HIP-Clang Inline Assembly

834 views Asked by At

What is the Hip-Clang equivalent of this CUDA function?

__device__ __forceinline__ uint32_t add_cc(uint32_t a, uint32_t b)
{
   uint32_t r;
   asm volatile ("add.cc.u32 %0, %1, %2;" : "=r"(r) : "r"(a), "r"(b));
   return r;
}

I'm porting a CUDA project to HIP-Clang that contains inline PTX assembly. The function is used to implement multi-precision addition in the NVIDIA GPU. I tried:

asm volatile ("add.cc.u32 %0, %1, %2;" : "=r"(r) : "r"(a), "r"(b)); //invalid instruction
asm volatile ("V_ADD_CO_U32 %0, %1, %2;" : "=r"(r) : "r"(a), "r"(b)); //invalid operand for instruction
asm volatile ("V_ADD_CO_U32 %0, %1, %2;" : "=v"(r) : "v"(a), "v"(b)); //operands are not valid for this GPU or mode

The target hardware is RX 6800. AMD clang version 14.0.0.
Is RDNA2 the correct instruction set reference?
Is this LLVM user guide to AMDGPU backend an applicable reference?

1

There are 1 answers

0
Andrew H On BEST ANSWER

It turns out the answer is hardware dependent.
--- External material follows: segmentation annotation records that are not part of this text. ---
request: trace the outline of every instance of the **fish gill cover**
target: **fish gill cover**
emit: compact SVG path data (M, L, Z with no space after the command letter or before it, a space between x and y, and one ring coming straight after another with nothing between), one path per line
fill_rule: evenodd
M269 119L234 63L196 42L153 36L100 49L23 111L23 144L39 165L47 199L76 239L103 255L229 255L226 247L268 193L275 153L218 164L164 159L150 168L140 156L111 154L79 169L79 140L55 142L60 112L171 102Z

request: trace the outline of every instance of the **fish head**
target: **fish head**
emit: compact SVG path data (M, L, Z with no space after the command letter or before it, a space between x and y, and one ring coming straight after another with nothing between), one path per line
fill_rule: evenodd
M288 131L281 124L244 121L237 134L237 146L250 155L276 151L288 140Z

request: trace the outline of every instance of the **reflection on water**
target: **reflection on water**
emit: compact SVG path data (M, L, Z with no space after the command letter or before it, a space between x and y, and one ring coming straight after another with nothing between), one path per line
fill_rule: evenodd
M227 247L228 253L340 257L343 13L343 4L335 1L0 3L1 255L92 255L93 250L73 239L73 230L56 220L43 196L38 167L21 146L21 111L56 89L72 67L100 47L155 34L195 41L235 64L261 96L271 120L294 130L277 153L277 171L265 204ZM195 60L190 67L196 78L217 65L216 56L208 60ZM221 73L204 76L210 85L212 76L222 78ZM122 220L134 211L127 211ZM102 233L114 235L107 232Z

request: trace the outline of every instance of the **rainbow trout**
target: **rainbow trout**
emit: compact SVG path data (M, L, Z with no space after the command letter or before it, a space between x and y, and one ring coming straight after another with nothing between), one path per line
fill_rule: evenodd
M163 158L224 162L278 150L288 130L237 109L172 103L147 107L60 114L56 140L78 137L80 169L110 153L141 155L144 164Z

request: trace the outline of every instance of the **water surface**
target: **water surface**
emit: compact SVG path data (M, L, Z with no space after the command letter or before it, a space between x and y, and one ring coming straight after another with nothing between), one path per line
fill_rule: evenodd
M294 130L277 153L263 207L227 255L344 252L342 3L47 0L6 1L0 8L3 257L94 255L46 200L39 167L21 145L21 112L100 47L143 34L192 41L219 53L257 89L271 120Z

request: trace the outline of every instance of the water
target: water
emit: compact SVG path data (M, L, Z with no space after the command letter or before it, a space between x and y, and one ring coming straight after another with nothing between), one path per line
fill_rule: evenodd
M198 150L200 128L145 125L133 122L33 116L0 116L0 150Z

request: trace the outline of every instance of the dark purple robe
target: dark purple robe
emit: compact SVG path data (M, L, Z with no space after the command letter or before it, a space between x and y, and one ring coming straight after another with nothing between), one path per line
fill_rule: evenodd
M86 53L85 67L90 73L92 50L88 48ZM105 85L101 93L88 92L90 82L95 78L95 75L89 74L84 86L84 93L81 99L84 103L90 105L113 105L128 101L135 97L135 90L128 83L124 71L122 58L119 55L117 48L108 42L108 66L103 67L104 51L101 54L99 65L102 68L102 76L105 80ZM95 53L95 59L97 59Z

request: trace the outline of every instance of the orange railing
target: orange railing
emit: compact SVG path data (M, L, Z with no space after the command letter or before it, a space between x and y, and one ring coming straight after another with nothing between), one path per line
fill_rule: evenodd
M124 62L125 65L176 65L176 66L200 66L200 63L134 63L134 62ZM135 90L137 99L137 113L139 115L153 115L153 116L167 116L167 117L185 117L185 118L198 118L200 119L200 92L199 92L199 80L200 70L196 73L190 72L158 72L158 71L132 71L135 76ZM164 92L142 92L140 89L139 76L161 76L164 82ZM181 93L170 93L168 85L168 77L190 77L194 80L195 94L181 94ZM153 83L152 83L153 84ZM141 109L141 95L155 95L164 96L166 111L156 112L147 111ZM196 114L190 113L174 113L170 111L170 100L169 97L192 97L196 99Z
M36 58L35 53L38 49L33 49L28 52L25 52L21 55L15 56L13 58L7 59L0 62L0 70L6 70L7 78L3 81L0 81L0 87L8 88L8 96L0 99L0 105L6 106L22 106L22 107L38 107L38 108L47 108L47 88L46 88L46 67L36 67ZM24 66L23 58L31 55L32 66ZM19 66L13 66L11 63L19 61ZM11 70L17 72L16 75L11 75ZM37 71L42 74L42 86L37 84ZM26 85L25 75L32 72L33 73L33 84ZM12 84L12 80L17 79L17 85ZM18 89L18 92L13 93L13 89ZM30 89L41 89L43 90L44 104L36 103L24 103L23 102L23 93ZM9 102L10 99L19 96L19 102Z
For my hardware for which the compiler defines __gfx1030__ the correct syntax is

asm volatile ("v_add_co_u32 %0, vcc_lo, %1, %2;" : "=v"(r) : "v"(a), "v"(b));

For earlier architechtures such as __gfx900__ replace vcc_lo with vcc
See the discussion on the Rocm Hip Github and this AMD gpu assembly reference.